Czy można ustrzec się przed cierpieniem? Wszechogarniającym bólem, który odbiera dech? Jakie życie byłoby prostsze, gdyby tego zranienia nie było, przykrości, żałości. Niestety to wszystko jest zapisane w naszym kodzie genetycznym. Ten żal wyczuwa, że człowiek jest szczęśliwy, radosny, zakochany, a świat stoi przed nim otworem. Przekrada się do codzienności, wije sobie gniazdko, niepostrzeżenie wyciąga ręce, a gdy złapie, musi namieszać, zniszczyć to, co jest piękne i nieskazitelne. Pojawia się nieproszona, jak mara, siada na płucach, odbiera dech i nie pozwala normalnie funkcjonować. Odbiera nadzieję, siłę. Od determinacji człowieka zależy, czy da się jej pochłonąć, czy stawi czoła własnym cierpieniom, lękom.
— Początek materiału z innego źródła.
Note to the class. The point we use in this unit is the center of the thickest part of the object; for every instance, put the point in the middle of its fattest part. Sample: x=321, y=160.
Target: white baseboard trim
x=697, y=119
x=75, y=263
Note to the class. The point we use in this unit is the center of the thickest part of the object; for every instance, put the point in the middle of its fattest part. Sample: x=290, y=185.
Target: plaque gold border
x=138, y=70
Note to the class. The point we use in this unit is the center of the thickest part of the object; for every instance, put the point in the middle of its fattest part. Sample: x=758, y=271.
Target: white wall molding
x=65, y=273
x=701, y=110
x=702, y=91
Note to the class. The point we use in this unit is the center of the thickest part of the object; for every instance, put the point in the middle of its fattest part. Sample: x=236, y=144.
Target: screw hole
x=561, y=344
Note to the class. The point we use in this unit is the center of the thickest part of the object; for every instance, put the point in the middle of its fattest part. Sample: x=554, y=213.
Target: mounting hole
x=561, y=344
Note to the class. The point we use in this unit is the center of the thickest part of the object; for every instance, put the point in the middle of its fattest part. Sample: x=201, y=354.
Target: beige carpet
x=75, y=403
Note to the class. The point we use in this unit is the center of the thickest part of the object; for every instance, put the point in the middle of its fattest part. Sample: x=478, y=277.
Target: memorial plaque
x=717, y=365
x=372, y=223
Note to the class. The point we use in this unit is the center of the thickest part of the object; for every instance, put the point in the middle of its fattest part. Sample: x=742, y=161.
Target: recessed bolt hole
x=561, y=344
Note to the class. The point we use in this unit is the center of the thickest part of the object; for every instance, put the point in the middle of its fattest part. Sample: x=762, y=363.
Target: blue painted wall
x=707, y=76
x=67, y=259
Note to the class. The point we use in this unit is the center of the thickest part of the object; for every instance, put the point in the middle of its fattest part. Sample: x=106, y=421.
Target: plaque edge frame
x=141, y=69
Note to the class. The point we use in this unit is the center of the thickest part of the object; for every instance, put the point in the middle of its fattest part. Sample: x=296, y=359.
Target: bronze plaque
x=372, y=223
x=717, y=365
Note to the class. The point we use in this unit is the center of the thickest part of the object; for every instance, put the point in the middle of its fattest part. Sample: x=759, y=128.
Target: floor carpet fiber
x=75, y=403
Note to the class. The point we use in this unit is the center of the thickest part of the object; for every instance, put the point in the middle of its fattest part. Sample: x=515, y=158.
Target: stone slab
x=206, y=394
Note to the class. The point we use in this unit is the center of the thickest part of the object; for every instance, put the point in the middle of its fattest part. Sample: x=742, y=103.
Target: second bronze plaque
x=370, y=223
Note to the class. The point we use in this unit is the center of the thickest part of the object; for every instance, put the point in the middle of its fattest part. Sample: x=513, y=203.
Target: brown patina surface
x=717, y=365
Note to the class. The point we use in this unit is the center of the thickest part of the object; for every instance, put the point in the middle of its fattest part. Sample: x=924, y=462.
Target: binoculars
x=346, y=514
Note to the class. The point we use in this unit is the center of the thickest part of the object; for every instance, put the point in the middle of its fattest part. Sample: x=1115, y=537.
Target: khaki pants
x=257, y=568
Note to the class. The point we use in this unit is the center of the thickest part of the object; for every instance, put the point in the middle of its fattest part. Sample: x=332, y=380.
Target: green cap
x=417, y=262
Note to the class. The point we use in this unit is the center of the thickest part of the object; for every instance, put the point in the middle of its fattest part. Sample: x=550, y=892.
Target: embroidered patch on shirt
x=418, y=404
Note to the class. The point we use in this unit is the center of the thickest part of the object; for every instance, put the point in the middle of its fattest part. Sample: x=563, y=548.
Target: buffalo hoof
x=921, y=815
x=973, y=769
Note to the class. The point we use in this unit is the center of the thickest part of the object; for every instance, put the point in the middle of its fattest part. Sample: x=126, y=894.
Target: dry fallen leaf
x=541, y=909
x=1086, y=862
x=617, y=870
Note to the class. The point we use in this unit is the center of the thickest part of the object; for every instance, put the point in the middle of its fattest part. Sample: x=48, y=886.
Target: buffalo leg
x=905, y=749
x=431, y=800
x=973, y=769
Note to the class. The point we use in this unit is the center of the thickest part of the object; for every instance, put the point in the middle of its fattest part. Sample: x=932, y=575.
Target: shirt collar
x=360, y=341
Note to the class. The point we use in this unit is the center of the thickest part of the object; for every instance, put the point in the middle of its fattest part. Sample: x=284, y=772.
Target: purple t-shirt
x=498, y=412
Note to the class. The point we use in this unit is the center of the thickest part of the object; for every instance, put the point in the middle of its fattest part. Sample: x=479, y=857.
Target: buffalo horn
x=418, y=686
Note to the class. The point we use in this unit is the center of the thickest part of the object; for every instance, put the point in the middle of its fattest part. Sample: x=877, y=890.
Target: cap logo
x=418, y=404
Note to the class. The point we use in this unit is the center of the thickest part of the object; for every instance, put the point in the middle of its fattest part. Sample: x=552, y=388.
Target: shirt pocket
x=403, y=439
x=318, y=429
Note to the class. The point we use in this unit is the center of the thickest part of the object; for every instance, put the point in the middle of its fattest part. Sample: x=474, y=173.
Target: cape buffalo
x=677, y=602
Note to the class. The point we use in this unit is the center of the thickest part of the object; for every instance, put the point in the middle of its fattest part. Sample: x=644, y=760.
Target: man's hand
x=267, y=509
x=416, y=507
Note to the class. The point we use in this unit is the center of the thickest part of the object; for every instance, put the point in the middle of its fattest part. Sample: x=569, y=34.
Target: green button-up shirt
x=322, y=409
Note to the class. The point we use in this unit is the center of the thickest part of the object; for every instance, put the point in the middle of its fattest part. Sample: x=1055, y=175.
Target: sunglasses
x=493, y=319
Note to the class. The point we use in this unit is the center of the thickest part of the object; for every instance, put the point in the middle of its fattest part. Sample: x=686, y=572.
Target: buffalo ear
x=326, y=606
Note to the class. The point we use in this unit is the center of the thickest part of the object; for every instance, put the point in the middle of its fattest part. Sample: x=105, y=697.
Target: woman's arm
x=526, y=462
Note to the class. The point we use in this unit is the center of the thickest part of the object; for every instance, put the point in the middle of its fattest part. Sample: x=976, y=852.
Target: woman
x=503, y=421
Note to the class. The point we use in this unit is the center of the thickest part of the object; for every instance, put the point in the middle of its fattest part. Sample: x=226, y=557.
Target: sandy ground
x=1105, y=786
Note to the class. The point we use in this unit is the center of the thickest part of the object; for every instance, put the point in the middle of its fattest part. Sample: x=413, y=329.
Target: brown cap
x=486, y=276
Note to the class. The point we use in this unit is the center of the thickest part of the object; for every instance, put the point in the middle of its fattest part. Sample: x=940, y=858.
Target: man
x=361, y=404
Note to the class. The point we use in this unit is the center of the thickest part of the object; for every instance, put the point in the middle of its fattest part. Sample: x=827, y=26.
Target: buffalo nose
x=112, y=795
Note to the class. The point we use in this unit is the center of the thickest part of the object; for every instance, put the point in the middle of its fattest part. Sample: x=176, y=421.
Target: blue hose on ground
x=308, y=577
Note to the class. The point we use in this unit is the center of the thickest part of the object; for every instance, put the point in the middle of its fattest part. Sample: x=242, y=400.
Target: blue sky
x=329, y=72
Czy przekuje swój strach w silną zbroję, dzięki której zdobędzie świat?
Bardzo sobie cenię pióro autorki. Ona potrafi wyłuskać ważne zmiany w historii i wpleść je do swojej opowieści niczym dobra krawcowa, która z różnych elementów potrafi stworzyć coś pięknego, emocjonalnego. Napomknąć, jak wyglądały tamtejsze czasy, z jakimi problemami zmagali się ludzie, jakie uczucia towarzyszyły im w codziennym życiu, co ich smuciło, a co wywoływało szeroki uśmiech na twarzy. Dlaczego niektórzy decydowali się na emigrację, skąd czerpano siłę, aby stawić czoła przeciwnościom losu. Dlaczego podejmowali takie, a nie inne wybory, które później rzutowały na ich przyszłość. I czy te zmiany wniosły do ich życia szczęście, czy jednak te oczekiwania zmian okazały się nijak do otrzymanej rzeczywistości.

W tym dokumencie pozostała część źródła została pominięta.